United, we stand, divided, we fall...

Global Brain reports Mortal

Brains being trained to new normal,
such concarne systems, can,
if willed, pupose-ful, con determination mit energetic application made,
freely,
it appears, according to Youtube and Facebook,
that
such brains, meat-mind-gut-heart-skin sensation interpretation systems,

only get upgrades on this scale, once, in a generation.

The augmental roll out hits first adapters about fifty years after first frontal cortex
call, plea, actually,
for myination, squeeky voices, peeps, feed me, feed me
urges and cravings unheard of before,
BTW,
puberty models future imaginations of hell, the body remembers,
advertisers play to that
comfort sells better than ***, in a hormonal reset crisis, *** needs no ads...

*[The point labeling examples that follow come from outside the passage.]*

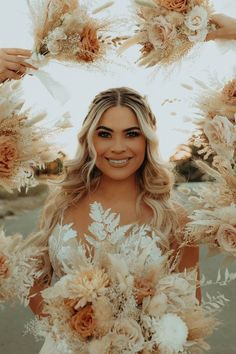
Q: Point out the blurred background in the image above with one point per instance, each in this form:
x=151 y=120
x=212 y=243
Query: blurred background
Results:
x=173 y=106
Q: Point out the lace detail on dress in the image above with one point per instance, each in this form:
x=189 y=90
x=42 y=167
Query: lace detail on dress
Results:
x=62 y=239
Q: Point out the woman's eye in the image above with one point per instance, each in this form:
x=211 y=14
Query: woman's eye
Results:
x=133 y=134
x=104 y=134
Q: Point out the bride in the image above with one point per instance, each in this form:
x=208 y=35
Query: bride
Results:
x=117 y=164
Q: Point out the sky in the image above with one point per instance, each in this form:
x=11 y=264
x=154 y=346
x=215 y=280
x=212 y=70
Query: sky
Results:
x=169 y=100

so many signals cross in chaotic knots, even stretching that last nerve
so tight...
some result in broken strands, but
human brains evolved the idea of normal, calm and continuing, carry on...
says the king of the village,
head of the clan,
da man o'dehouse; twas he who said what we do next,
and come a time, some say you remember wrong,
so writer man,
him say I write what seer say he see,
so
scribblers writ what was agreed, we all formed a public, for crying out
loud,

and neighbors had public faces, same as private faces... no opposing faces.

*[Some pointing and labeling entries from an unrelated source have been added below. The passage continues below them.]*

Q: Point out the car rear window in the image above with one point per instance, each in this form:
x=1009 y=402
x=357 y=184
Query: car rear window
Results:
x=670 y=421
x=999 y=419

We danced with no masks... spaceship earthers have no secrets...

Time was, man's inhumanity to man was intolerable, now,
man's humanity
is intolerable,

--- you doubt? --- later, we talk how tuning and balancing was lost as senses,
but to a few... who knew the life in words can dissipate authority,
if left lying idle, too long.

2020

the power in a free press belongs to the owner of the presses,
and we have voice activated presses connected to any hearing ear or seeing eye,
willing to listen in...

before radio evolved to the smart-phone,
a soap box in the village square was as far as freedom of expression could go.
Now, we have four and more generations of
normal
humans who have heard radio music and commentary, from the womb.

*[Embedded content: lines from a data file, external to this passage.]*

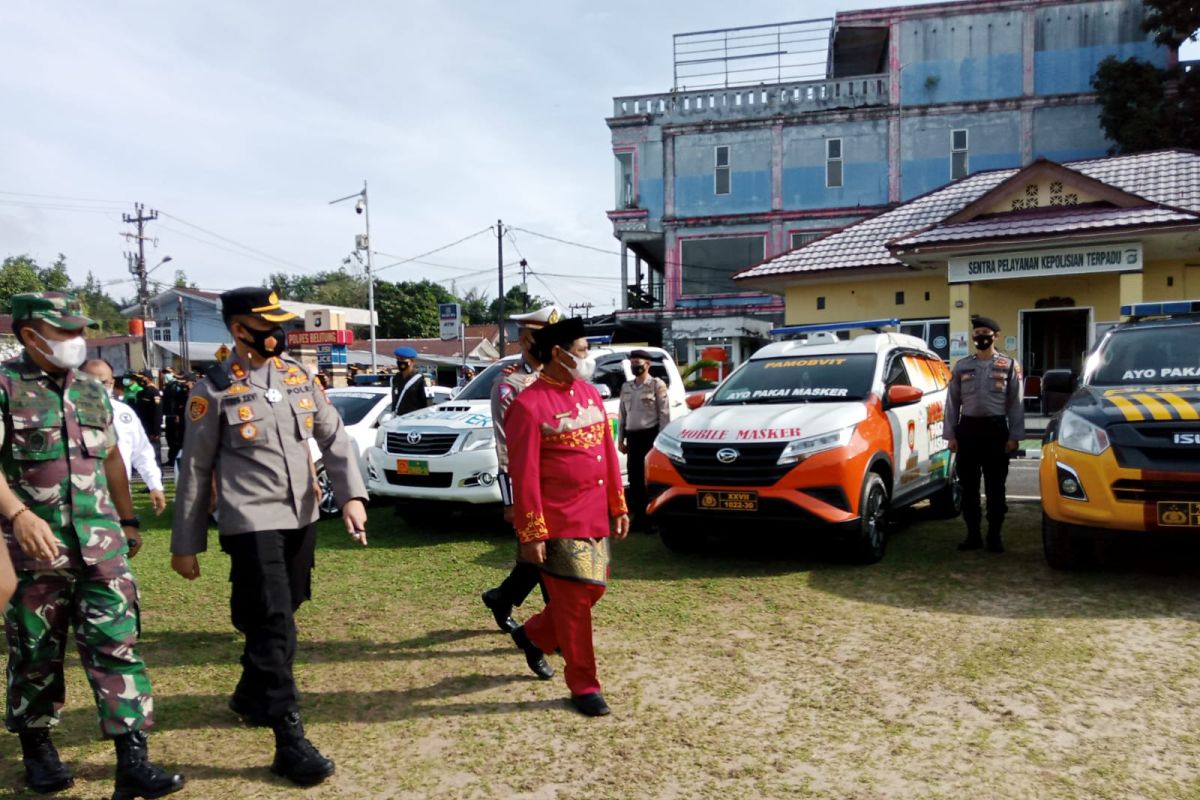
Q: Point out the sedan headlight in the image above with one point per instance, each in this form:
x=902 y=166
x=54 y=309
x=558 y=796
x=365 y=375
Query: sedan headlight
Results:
x=1077 y=433
x=479 y=440
x=802 y=449
x=670 y=446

These are the first adapters, sapien sapien augmented
radio heads, wired
naturally
with some vagus curve capacity to signal gut responses
faster, by virtue of habing
some bits slicker than, say
normal wierdos,
literal
*** heads, like Johnny Appleseed Chapman...
re
ference: Certified Disneyfied Americana Clue founded,
standing on--
American Bogus Science Fable, which
teaches of JA as a crazy old man with something like a plan,

to live happy as ever, right now, as best he knew how,
thus
Shane, and so on, mindphuck for boys in the fifties,
whose dad's had won the war and built the bomb,
and broke the unions...

lonely boys had songs, tuned to their comfort in sorrow shared circuit
being installed from early 1953 through -- current time

music in the air, or from the air, is took for granted by any child
as something doable, the poorest of the poor can play at playing internet games,
using Poke'mon cards...manually,

and their brains work different than even Turing and Von Neuman imagined.
Feynman and Teller both admitted the sense of humor,
kids have and
AI can imagine,
Ai ai ai can imagine,
in light of history, they agree,
that sense of the playful, ludologous letting go.
is the same sense in humans...

which does good, like a medicine.
So,
a solitary man makes a solitary plan, leaving a mark mattered not,

living free as one man can be.
Pioneer social distancing, all my heros were outlaws,
rustlers, mostly,
my ancestors never wished to live in towns,
so they never did.

But, you know they poached turkeys and deer as order set in.

Old normal is fully functional, add electricity... how happy can a man be?

Alone?
Less than not-alone, more than in a maddened crowd.

Out on the edge of civilization,
we walk along Al Gore's old info super hiway, asking for sneezers
willing to give a viral idea blowing in the wind,
one good whiff,
wrinkle y' gnose,
tickling fancies we
fancy few have tickled since Tesla became a car.

We make next up. No lie. Keep kicking.
The future is nothing like some people imagined. Stamps are no longer money, they used to be a way a poor man could make exchanges... wonder what they got planned?